Lo tenía en la
cabeza y nunca le puse letra. Daba para escribir un cuento, algo traje:
cuaderno y birome. Dicen que la pureza del aire me asegura una cura casi total.
Era un lugar que miraba las montañas cubiertas de verdes. Nosotros teníamos
reposeras y una galería donde la brisa no corría, caminaba. Papel y birome
conectaban mi pensamiento y pude transcribir. Mi compañero Bicho tosía toda la
noche. Un día me pidió que leyera mis apuntes en voz alta, para distraer el
dolor de sus pulmones. En un momento interrumpió,-“Aquí la pausa debe decir
algo.”- Bicho lo afirmaba con una seguridad pasmante. A lo largo de la lectura
hacía intervenciones y proponía lentitud en las acciones de los personajes.
Modifiqué mi
cuento con las sugerencias de bicho. No escribía cuando él dormía. Esperaba que
terminaran sus dolores para leer en su oreja, me arrancó la birome y el
cuaderno con firmeza, como si tuviera premura para seguir mi cuento, como si
fuera suyo. Me agarró el sueño, amanecía con un rayo de sol y la boca seca.
Escupí un poco de sangre en una tohalla, pero poco.
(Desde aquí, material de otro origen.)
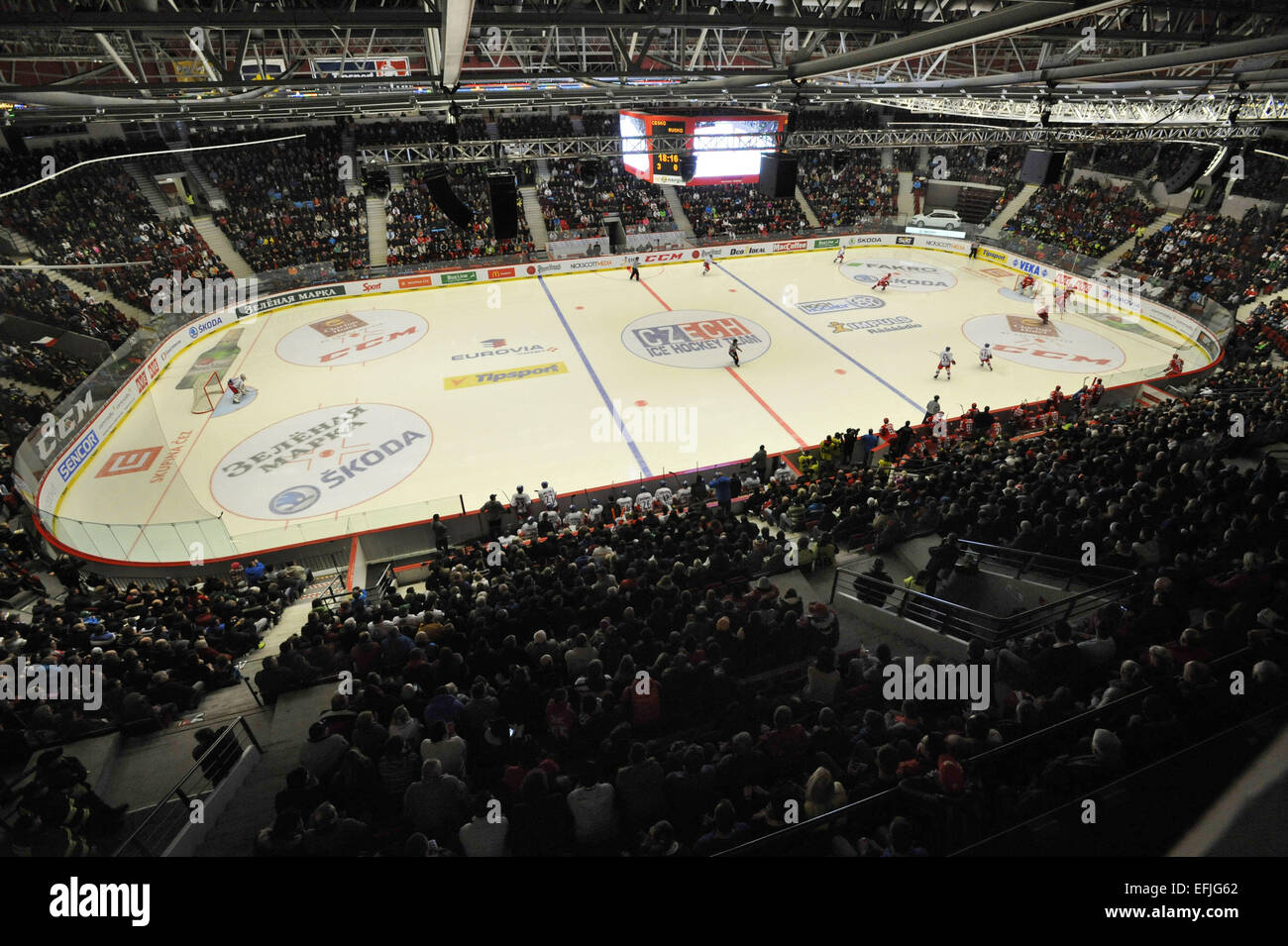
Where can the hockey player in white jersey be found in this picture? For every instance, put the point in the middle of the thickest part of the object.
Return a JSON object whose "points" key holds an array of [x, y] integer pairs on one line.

Tenía dolores cuando
respiraba y mis pulmones funcionaban con intermitencias. Tuve miedo de morir.
Miré a la cama de Bicho, el cuaderno lo apretaba contra su pecho.
Llegó una enfermera
y no pudo quitar el cuaderno de su pecho ni la birome de su mano. Yo arrebaté
ambas cosas. Luego de su traslado definitivo, no lo voy a nombrar, lo extrañé.
Leí el cuento largo o novela corta. Tenía gotas de sangre en todas las hojas.
Con letra roja decía “Autor: Bicho Meyer.”
Lo publicaron
con el nombre de su autoría. Yo me quedé con los originales. Cada mancha que
descubro me empuja a escribir como un escritor al que no le alcanzara la vida,
ni para firmar con su nombre sus propias palabras.